# β-Cell Function and Glucose Tolerance in Persons With Multiple Islet Autoantibodies Randomized to a Gluten-free Diet

**Authors:** Marlena Maziarz, Jaakko J Koskenniemi, Maria Månsson Martinez, Lampros Spiliopoulos, Falastin Salami, Jorma Toppari, Jukka Kero, Riitta Veijola, Päivi Tossavainen, Sauli Palmu, Carin Andrén Aronsson, Markus Lundgren, Henrik Borg, Anastasia Katsarou, Helena Elding Larsson, Mikael Knip, Olivia Lou, Jessica L Dunne, Carina Törn, Åke Lernmark

PMC · DOI: 10.1210/jendso/bvaf073 · Journal of the Endocrine Society · 2025-05-07

## TL;DR

A study found that a gluten-free diet did not improve β-cell function or glucose tolerance in people with multiple islet autoantibodies over 18 months.

## Contribution

This is the first randomized clinical trial to evaluate the effect of a gluten-free diet on β-cell function in individuals with multiple islet autoantibodies.

## Key findings

- No differences were observed between the gluten-free diet and normal diet groups in glucose tolerance outcomes.
- The gluten-free diet did not preserve β-cell function better than a normal diet.
- No adverse events related to the gluten-free diet were reported.

## Abstract

A randomized clinical trial was conducted to evaluate the impact of a gluten-free diet (GFD) on β-cell function and glucose tolerance in persons with multiple islet autoantibodies.

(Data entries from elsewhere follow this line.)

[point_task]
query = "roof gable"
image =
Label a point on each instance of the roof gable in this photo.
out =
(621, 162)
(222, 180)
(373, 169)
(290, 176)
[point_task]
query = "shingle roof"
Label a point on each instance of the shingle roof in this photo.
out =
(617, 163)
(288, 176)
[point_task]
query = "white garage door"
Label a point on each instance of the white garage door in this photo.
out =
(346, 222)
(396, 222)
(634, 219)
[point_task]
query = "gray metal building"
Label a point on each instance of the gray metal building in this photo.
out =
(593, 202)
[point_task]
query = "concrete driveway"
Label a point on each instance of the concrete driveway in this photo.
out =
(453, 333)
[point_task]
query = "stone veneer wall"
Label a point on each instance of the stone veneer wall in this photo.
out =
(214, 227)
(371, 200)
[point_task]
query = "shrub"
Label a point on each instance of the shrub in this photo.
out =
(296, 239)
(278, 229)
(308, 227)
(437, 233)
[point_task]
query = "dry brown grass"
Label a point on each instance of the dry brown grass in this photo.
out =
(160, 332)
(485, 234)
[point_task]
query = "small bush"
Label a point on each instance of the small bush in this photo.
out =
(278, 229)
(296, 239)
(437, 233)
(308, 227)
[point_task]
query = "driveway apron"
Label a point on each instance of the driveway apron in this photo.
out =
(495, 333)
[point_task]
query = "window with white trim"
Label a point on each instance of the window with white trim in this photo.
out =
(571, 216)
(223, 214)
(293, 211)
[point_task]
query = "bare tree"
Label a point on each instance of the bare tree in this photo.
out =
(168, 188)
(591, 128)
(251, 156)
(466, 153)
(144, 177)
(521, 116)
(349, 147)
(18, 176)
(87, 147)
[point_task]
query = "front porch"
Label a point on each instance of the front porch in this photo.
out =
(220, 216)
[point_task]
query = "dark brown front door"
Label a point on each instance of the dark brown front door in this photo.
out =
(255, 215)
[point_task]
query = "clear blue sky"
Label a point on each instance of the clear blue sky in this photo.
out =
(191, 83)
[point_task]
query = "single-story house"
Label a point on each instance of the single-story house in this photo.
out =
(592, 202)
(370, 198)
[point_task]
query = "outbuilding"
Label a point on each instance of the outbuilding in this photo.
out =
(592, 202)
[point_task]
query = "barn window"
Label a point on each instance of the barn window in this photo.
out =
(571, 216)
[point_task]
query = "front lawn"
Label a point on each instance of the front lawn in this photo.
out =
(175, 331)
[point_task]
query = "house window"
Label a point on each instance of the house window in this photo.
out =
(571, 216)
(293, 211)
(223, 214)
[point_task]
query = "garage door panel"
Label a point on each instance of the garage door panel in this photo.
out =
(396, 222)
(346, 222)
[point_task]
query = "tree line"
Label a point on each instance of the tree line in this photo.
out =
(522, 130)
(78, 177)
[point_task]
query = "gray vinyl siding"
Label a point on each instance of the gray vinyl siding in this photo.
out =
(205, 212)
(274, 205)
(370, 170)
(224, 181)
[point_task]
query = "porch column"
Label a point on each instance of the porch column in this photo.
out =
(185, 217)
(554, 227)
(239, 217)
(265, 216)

Individuals (n = 59; median age 11 years) with multiple islet autoantibodies were recruited to a randomized clinical trial between April 2016 and April 2021. The participants were randomized to a GFD (n = 30; female n = 14) or a normal diet (ND) (n = 29; female n = 16). The study was conducted at 6 clinical research centers in Finland and Sweden, with a dietary intervention for 17 months followed by a 6-month washout on a ND. The primary outcomes were (1) the proportion of participants going from normal glucose tolerance at the time of the randomization to abnormal glucose tolerance by 18 months, (2) a change in first-phase insulin response in IV glucose tolerance tests between randomization and 18 months, and (3) a change in C-peptide area under the curve in oral glucose tolerance test between randomization and 18 months.

We did not find differences between participants randomized to GFD and ND in any of the glucose tolerance outcomes. No serious adverse events or adverse events related to a GFD were noted.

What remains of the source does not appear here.